For National Adoption Awareness Month, we asked adoptees and their families to share with us their thoughts, feelings and experiences regarding adoption. This is one courageous mama’s true story of attaching with an older child.
Written by Kate, adoptive mama less than one year home from China
Although I denied it at first, I had conjured up expectations of what “attachment” would look like when we began the adoption process of our then-9-year-old girl.
She had been abandoned at the age of 6, although this was a rough estimate by the police and social services.
She could only state her name.
No connection with a specific town.
No family to speak of.
Just a name.
Who had loved this child before she was found? Who had tucked her in at night, reassured her that she would be taken care of? Met her basic physical needs?
We just didn’t know.
We received her picture from friends who had met her in China. They were finalizing their own adoption of a girl aging out of the program, and they felt drawn to this quiet child from across the room. She was tender and sweet; soft spoken.
It was God who brought that small, intimate encounter across the ocean.
Right to our door step.
We enthusiastically welcomed this deserving China flower into our home knowing we were superseding the birth order we already had in place. Our oldest was 8, the youngest was 6. No one in his or her right mind would bring an older child home to take the position of seniority. It was so illogical.
Oh, but not in God’s sight.
He saw not only this child’s need for a forever family; He saw our need. And it went against everything I had conjured up in my head of what adoption for our family would look like.
Of what felt comfortable.
Connecting to an adopted child, specifically a child from another culture, is complicated at best.

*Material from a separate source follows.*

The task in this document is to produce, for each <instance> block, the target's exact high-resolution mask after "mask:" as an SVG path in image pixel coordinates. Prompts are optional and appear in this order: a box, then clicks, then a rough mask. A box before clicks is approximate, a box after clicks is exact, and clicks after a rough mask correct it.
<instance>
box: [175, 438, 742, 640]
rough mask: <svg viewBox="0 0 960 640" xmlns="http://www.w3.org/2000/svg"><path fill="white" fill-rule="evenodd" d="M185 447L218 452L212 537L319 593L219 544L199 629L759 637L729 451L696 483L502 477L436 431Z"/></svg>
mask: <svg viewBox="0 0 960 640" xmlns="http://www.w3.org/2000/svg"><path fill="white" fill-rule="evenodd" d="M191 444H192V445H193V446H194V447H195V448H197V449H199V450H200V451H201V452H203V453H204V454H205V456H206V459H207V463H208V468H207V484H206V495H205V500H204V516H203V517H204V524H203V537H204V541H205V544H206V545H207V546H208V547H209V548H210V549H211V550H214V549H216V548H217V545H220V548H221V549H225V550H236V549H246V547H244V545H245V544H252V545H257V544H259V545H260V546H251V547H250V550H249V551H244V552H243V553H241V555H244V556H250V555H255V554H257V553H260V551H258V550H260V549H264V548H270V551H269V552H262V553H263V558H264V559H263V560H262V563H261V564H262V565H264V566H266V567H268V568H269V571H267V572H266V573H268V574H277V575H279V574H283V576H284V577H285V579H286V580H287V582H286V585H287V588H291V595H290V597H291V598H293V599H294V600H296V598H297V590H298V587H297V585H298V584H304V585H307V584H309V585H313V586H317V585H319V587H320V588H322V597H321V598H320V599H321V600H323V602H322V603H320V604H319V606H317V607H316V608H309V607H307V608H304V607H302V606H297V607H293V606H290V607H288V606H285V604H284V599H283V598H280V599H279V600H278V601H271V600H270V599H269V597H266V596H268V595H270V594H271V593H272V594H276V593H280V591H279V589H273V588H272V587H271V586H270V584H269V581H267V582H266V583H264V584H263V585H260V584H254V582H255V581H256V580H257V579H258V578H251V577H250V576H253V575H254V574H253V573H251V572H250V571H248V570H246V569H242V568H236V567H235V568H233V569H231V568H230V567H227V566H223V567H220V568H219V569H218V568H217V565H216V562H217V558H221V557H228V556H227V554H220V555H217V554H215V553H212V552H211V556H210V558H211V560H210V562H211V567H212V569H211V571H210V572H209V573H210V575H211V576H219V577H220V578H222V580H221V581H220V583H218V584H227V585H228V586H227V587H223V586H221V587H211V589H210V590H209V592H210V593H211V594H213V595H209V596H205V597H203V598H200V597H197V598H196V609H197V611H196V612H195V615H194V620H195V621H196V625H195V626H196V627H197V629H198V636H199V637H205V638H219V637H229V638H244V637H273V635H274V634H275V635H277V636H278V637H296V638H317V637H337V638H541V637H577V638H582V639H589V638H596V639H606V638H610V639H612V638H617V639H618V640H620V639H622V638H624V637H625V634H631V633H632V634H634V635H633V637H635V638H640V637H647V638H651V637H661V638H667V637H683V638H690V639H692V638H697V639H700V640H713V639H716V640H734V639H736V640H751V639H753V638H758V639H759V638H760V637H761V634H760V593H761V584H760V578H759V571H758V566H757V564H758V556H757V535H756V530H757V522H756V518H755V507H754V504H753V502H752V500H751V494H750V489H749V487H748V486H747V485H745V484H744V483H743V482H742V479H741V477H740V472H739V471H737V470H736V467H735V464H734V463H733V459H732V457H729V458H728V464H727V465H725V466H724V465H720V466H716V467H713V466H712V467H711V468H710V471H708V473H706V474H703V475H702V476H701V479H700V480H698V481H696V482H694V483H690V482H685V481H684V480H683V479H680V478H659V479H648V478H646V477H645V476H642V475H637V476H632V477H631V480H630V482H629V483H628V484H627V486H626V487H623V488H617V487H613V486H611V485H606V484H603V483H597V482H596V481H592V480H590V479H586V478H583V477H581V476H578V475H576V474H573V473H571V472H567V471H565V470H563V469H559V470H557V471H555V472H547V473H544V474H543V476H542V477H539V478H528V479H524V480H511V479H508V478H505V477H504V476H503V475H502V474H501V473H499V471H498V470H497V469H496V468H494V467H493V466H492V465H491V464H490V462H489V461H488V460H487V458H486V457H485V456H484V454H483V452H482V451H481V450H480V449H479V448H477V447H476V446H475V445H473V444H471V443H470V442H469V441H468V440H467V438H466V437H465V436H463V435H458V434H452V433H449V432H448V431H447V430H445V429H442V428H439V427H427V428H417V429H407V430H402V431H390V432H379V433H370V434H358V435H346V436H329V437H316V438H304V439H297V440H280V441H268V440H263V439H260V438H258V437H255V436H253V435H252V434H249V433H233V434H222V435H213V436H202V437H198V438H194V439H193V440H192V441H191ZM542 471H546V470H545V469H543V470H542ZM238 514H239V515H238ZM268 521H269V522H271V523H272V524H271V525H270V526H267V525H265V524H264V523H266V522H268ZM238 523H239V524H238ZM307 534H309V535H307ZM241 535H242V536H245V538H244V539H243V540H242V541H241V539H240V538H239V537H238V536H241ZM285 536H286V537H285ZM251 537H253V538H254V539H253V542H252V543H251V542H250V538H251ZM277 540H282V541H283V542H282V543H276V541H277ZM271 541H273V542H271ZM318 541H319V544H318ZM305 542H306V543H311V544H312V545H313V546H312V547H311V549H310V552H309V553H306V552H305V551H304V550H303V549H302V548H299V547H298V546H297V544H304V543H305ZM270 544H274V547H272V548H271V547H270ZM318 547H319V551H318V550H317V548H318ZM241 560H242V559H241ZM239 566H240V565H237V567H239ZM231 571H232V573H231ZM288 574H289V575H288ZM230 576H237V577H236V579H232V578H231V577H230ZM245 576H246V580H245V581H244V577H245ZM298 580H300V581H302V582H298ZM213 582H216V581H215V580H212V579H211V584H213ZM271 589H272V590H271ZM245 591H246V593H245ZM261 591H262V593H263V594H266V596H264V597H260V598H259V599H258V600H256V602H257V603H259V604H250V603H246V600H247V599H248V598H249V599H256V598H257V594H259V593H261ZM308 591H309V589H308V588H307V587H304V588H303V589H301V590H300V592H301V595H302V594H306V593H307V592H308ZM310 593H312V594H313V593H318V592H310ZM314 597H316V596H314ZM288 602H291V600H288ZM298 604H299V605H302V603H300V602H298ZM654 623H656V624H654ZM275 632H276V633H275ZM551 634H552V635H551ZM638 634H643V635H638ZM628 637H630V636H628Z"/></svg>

We didn’t form a connection prior to meeting.
The connection did not come upon arrival on Chinese soil.
Nor did it come as we entered life here at home.
It delayed itself.
Although I was eager to feel an attachment to this sweet girl, my heart was unrelenting. Pride, selfishness, mourning for what once was … so many emotions crept in without an invitation, all of them making it difficult to form a deep connection with this beautiful stranger now living in my home.
The first weeks home, I was in despair. Our bio kids were back at school during the day; my husband, back to work. But I was supposed to be prepared for this time — this cocooning time that sheltered and protected, guarded and nurtured.
But I was not connecting with this child I loved but struggled to attach with, and it was a daily struggle to get out of bed.
I was attempting to understand a child who, quite frankly, did not understand herself. She could not express her own needs, from what she wanted on her plate, to when she needed to use the bathroom. Self care was a very delicate subject, one that I navigated blindly, with regretfully impatient tactics at times. I did not want to embarrass her, but at the same time, this mama could only handle so much toilet paper in the trashcan.
I was so grateful for my 8-year-old, who so tenderly approached her new sister with gentle but much needed advice. And she did not take offense when it was not accepted (which happened frequently).
That’s not to say we didn’t struggle with the new birth order.
I got the impression in our first few weeks home that our China flower was assessing the competition and honing her strategies. Jealousy emerged in various forms, from doing everything she could to gain our attention to quietly damaging her siblings’ property.
This was mostly targeted in her sister’s direction, whose position she craved.
I can only imagine the longing her heart held to be accepted and loved into this new family of hers. But, deep down in her own heart, exactly where she fit was in question.
Although the first few months home were hard on so many different levels, I saw God’s hand in the struggles.
He provided everything I needed, even when I didn’t know exactly what that was.
I was becoming dependent on my quiet times for the very first time in my life. Prayer was my weapon against the crafty plans of the enemy as he attempted to fill my head with self-doubt, distrust and fear. I held fast to Isaiah 26:3, which says that “You keep him in perfect peace whose mind is stayed on You, because he trusts in You.”
And in a way I never had before, I surrendered this new picture of my family and my life to Him … and watched as He somehow equipped me, no matter how ill-equipped I felt myself, for every tiny step.
I am confident that I would still be under my covers if it weren’t for His strength lifting me out from under them. He beckoned me to take the hard steps forward, to walk into the arms of this new child who so willingly held hers open in great anticipation of affirmation and love — a love that went far beyond what she had experienced before.
I was called to meet that need. It was my privilege to meet that need. God trusted me to meet that need. And praise God, the connection between our China flower and me continues to grow, be it ever so slowly.
Although it’s been difficult, although it’s been challenging, although I’ve felt so ill-equipped for this unexpected journey of my heart, I’m embracing this call to adopt with a willing heart, knowing now that in Him, I will always have more than enough.